Friday, October 6

The Wrong Man by John Katzenbach

Review by Gloria Feit


In a tale as immediate and terrifying as any nightmare, John Katzenbach's new novel is the story of Ashley Freeman, a recent college grad about to enter a graduate program in art history in Boston who unwittingly invites a stalker into her young life.  The protagonists, Ashley herself; her father, Scott, a college professor; Sally, an attorney and Scott's ex-wife, and Hope, a girls' soccer coach and a guidance counselor and Sally's present partner, are all well-drawn.  And then there is Michael O'Connor, the stalker, an unnervingly bizarre, decidedly twisted and absolutely fixated creation, whose tentacles become enmeshed in all their lives to horrifying effect.  What began as an ill-conceived adventure that led to an uncharacteristic one-night stand shortly lead s Ashley to say to herself 'I am in trouble…this can't be happening."  But of course it is, and on that same night the first act of violence occurs.  And one is reminded in due course that other things can be done to a person than causing physical harm.   As one character states: "You don't have to kill someone to kill them."  And another:  "…we like to presume that we can recognize danger when it appears on the horizon.  Anyone can avoid the danger that has bells, whistles, red lights, and sirens attached to it.  It's much harder when you don't exactly know what you're dealing with."

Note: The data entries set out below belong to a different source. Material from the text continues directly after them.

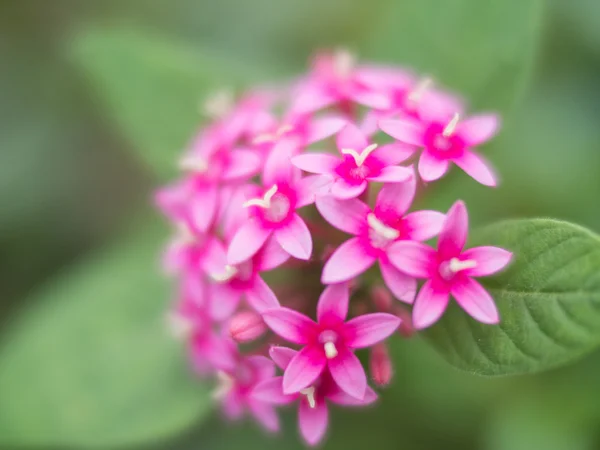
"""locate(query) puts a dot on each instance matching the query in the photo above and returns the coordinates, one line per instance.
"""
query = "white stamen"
(264, 202)
(359, 159)
(330, 350)
(227, 274)
(382, 229)
(309, 392)
(451, 125)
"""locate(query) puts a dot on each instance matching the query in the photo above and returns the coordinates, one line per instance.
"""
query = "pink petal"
(265, 414)
(311, 187)
(247, 242)
(351, 138)
(260, 296)
(320, 163)
(404, 287)
(454, 232)
(347, 262)
(394, 154)
(424, 225)
(475, 300)
(346, 215)
(242, 164)
(290, 324)
(429, 305)
(313, 422)
(478, 129)
(295, 238)
(489, 260)
(369, 329)
(412, 258)
(407, 131)
(324, 127)
(432, 168)
(397, 197)
(477, 168)
(343, 190)
(333, 303)
(393, 174)
(348, 373)
(303, 369)
(271, 391)
(281, 356)
(271, 256)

The chapters often have slightly enigmatic headings, and each end with a section of dialogue primarily between two participants whose identity is unknown to the reader.  These unsettling devices set the tone for what is to follow.  One reads this tale with a rising sense of dread of what is to come.   And the sense that anyone can fall victim to such an unsettled mind, in all naïveté, as the characters here find themselves initially unable to fathom what is to come: "Don't you imagine that you wouldn't want to believe the safest thing, when in reality the most dangerous thing was lurking right there in front of you."


The Wrong Man is a real page-turner, gripping and frightening, and it had this reader's mental fingers crossed and breath held for the outcome and the safety and lives of its protagonists.  I recall this author's first book, In the Heat of the Summer, as being equally well-written and nerve-tingling, and his newest offering is recommended.